2. Examine your own attitudes and beliefs about finances.
Understand that these are unique to you and reveal much about who you are and how you operate. Ask yourself questions such as what you spend most on, how high in your list of priorities is spending for certain things, and what portion of your earnings you can account for. Knowing where you stand in the continuum of spending and budgeting will help you learn more about yourself as a financial being.
3. Realise that your attitudes and beliefs would most likely be different from your spouse’s.
Strive to understand where your partner is coming from in terms of his family history, expectations and attitudes about money and spending. Our views and attitudes about money usually stem from our own parents’ beliefs and spending habits. Exploring what money meant to each of you growing up will help you understand how it now affects each of your financial behaviour. With this mutual understanding, you can sort out the role money plays in your relationship and slowly move toward common ground.
4. Do away with the counterproductive myths concerning romance and money.
Myths such as, “Romantic love is supposed to be above money” or that “Money should be beside the point” do nothing to help a marriage flourish. Talking about money and how it defines power and control in the marriage need not spoil the romance but should serve to deepen your relationship and make it even more rewarding and satisfying.
5. Do not submit to outdated and traditional conceptions of male / female roles relating to money.
Typically in the past, the husband earned more than the wife and was therefore the primary decision-maker, frequently leaving the wife at the mercy of the husband’s whims and favours. For present-day marriages to thrive, whoever earns more in a relationship should relinquish a portion of financial control to the other partner so that genuine equality is observed in decision-making.
6. Discuss money matters with your partner early in the relationship.
Do not wait until a potential outburst is in the offing. Early on, sit down with your partner to discuss important matters such as your current financial situation, how the family earnings are to be allocated, what each other’s expectations are, the freedom a spouse feels in spending or the authority to veto partner’s spending, in addition to common financial goals. The best time to discuss these matters is when both of you are calm and there are no current issues that might possibly fuel a heated argument.
7. Be open about money problems with your spouse.
Most everybody has financial issues concerning bills, debts, budgets and spending. Come clean to your partner about your specific financial failings and try to work on solutions together.
8. Create a joint spending plan.
Together, establish how much money you have and how you want to spend it. List regular monthly expenses as well as variable expenses.
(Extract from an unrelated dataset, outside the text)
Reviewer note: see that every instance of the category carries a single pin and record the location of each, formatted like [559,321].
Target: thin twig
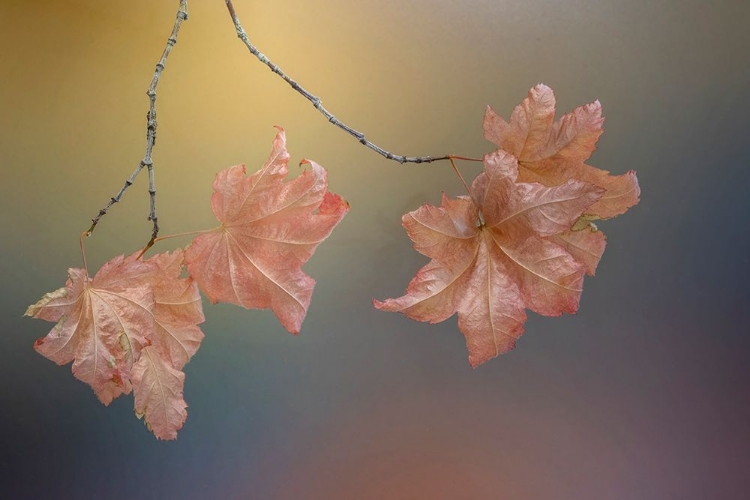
[316,100]
[147,160]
By doing so, you can easily keep track of where the money goes, which areas you can cut back on and which luxuries you can set your sights on in the future.
9. Set aside some money.
It may also help that you have some money on your own that you can spend or save as you like while having conjugal money that you can spend or save as a couple. You can open individual accounts for you and your partner, along with a joint bank account that is used to pay regular bills. This way, you get to experience financial independence that allows you to meet your partner with confidence and on equal footing.
10. Appreciate that all contributions of a partner are valuable.
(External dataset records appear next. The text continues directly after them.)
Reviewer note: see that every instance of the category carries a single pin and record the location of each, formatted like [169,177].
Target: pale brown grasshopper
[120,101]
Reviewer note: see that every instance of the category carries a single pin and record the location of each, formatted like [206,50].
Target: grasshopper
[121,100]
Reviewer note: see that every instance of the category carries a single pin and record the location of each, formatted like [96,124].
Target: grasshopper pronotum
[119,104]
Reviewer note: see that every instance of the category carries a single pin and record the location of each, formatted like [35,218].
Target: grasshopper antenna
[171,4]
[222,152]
Whether your spouse is able to add vast resources to the family or cleans house, acknowledge that each effort is important and helpful to the family. Do not put premium only on the ability to bring in money.
Money may be a catchall organising point for numerous other, often unrecognised, problems. Money symbolises power and control and can either be a portent of unpleasantness and painful separation or the glue that seals the solidity and fortitude of a gratifying relationship.